I don’t feel anything, but wait to follow him to my death. I look down at my body for some indication that I was hit. To my surprise, I’m not. He must’ve missed completely, and for a second I’m relieved.
Then I remember what was behind me.
I look back at Ariel; the first thing noticeable was the blood stain forming right over her heart. “No,” I say in disbelief. This can’t be happening.
She staggers backward, and I catch her before she hits the ground.

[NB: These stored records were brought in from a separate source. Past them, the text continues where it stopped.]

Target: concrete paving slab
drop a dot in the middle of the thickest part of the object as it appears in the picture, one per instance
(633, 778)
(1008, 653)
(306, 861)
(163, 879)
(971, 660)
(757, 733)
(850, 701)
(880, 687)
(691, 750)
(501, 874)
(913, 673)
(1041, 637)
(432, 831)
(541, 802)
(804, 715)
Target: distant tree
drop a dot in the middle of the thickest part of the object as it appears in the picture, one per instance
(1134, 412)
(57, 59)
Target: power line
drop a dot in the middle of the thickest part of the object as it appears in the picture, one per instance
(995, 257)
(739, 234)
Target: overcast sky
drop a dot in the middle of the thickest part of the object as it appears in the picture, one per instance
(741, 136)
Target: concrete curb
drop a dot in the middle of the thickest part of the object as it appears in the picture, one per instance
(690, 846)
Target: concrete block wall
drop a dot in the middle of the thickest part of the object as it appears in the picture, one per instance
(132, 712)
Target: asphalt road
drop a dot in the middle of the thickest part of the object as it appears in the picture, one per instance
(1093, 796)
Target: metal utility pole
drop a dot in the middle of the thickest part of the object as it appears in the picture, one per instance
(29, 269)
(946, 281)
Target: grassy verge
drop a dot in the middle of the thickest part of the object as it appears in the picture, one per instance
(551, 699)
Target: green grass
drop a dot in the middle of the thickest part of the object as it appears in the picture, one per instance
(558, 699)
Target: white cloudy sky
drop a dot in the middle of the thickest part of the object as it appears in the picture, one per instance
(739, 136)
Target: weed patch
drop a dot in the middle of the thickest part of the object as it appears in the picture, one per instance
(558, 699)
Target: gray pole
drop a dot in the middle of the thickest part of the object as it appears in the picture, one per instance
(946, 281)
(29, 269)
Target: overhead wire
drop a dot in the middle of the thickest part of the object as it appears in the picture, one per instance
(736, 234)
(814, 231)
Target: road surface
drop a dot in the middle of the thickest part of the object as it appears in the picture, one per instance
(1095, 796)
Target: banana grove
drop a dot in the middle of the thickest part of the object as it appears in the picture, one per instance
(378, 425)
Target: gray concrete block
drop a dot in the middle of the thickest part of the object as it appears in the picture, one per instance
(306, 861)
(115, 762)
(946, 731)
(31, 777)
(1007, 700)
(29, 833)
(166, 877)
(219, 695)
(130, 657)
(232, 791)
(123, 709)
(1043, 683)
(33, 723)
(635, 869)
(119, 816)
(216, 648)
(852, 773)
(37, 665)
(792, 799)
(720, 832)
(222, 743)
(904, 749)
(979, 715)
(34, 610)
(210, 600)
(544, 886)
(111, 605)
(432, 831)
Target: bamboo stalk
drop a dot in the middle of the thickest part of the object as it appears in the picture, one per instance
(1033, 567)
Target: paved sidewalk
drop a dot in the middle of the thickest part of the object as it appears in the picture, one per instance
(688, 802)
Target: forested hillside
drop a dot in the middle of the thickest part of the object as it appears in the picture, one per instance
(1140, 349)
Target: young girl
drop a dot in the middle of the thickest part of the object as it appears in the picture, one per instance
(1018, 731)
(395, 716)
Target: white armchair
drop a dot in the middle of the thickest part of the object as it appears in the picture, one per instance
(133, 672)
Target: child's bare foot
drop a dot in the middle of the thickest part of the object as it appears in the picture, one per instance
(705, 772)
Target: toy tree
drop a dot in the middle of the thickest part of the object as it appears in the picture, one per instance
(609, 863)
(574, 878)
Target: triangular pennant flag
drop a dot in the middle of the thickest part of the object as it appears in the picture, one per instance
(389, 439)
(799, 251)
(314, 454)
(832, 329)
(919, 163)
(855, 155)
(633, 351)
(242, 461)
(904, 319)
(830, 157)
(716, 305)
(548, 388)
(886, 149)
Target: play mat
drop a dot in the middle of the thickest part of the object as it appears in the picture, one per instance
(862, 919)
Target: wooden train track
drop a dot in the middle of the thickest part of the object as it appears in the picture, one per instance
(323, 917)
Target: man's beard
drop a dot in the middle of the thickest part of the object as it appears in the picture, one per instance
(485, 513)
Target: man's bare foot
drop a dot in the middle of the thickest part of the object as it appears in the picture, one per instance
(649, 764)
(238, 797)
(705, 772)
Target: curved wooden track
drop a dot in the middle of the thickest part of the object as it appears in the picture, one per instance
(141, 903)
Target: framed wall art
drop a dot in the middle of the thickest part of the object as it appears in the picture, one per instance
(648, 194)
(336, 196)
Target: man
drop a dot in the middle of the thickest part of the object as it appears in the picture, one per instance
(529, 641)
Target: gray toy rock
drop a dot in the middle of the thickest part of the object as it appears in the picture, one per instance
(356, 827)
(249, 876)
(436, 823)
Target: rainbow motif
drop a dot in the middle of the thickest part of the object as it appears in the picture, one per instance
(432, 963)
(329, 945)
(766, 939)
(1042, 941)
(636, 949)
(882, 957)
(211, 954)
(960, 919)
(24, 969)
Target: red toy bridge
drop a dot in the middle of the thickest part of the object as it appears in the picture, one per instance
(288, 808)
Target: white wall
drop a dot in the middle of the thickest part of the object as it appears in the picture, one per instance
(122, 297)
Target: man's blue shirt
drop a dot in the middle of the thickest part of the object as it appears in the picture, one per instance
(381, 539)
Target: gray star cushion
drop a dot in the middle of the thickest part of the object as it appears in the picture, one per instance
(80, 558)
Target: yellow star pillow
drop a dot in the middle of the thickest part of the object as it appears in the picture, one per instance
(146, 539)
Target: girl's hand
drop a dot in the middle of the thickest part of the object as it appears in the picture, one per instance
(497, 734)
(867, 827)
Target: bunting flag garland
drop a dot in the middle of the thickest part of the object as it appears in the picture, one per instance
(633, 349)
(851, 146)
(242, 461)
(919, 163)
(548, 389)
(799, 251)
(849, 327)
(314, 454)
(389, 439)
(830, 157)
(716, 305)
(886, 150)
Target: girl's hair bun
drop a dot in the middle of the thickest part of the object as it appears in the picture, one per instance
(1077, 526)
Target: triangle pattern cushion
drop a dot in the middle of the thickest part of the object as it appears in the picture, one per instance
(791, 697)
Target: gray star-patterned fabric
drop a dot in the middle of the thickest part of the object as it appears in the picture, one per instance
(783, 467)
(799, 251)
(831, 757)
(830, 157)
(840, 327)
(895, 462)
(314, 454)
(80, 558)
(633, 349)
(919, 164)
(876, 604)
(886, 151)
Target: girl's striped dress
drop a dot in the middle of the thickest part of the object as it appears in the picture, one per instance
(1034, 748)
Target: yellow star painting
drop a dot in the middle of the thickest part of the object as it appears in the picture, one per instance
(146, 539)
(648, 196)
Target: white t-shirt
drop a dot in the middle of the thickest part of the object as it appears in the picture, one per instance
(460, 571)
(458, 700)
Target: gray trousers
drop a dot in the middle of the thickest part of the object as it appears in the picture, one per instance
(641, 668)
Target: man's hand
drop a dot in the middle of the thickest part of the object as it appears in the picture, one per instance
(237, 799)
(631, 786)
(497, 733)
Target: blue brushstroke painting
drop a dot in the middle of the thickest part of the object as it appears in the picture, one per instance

She coughs up blood and I know there is nothing I can do for her. “I’m sorry,” is all that comes to mind.
She coughs a few more times before finally saying something. It’s hard to tell what she said with a mouth full of blood, but I understand her words.
“I forgive you.”
After that, she coughs one more time, her eyes dim and she goes limp in my arms.
I set her gently down and stand up. I see other people start to converge on the scene. I know it doesn’t look good, but I have no intention of staying here. Not when there were plenty of bullets left in my gun. Without hesitating, I raise it to my temple and pull the trigger.
I’m in a familiar place; surrounded by a dark fog, with some creature just visible through it, except for large eyes. It was different though; the eyes were bright yellow. They were always blue, calm and seductive. This yellow was malicious, eager and more frightening.
Suddenly, looking into those eyes, one think makes sense. “You lied to me!” I yelled.
“About what?” it asked innocently.
“You lied about Ariel!” I explained. “You said if I killed her I’d be done with my pain.”
“And are you not?” it asked. “Did you not free yourself of your burdens and troubles when she died? Do you hold any anger left toward your stepfather for killing your mother?”
“You said killing her would be the end of it!”
“I never said anything of the sort,” the voice said calmly. “I presented an option that you could take. Your actions were your own doing; I didn’t manipulate you in any way.”
“Then why me?” I ask. “And why Ariel? She had nothing to do with this, and now she’s dead.”
The beast laughed evilly. “Her because I could, just to spite another. As for you, you had already given yourself to me anyway.” All of a sudden, the darkness seems to tighten around me. “The evil in your heart had all but corrupted you. And now you are mine. Forever.”
I see a huge mouth through the dark fog, large enough to swallow me whole. Dripping saliva and monstrous fangs bent backwards adorn it. I feel strange. I look down and see my hands and feet disintegrate into ashes and fly inside the mouth. Before I have time to really comprehend this all, I’m gone.

I’m now a part of the beast, as so many others are. I feel their pain as my own. Uncountable lost souls who gave into the darkness, too. Among their cries, only one other thing can be heard. The dark laugh of the beast as it hunts its next victim.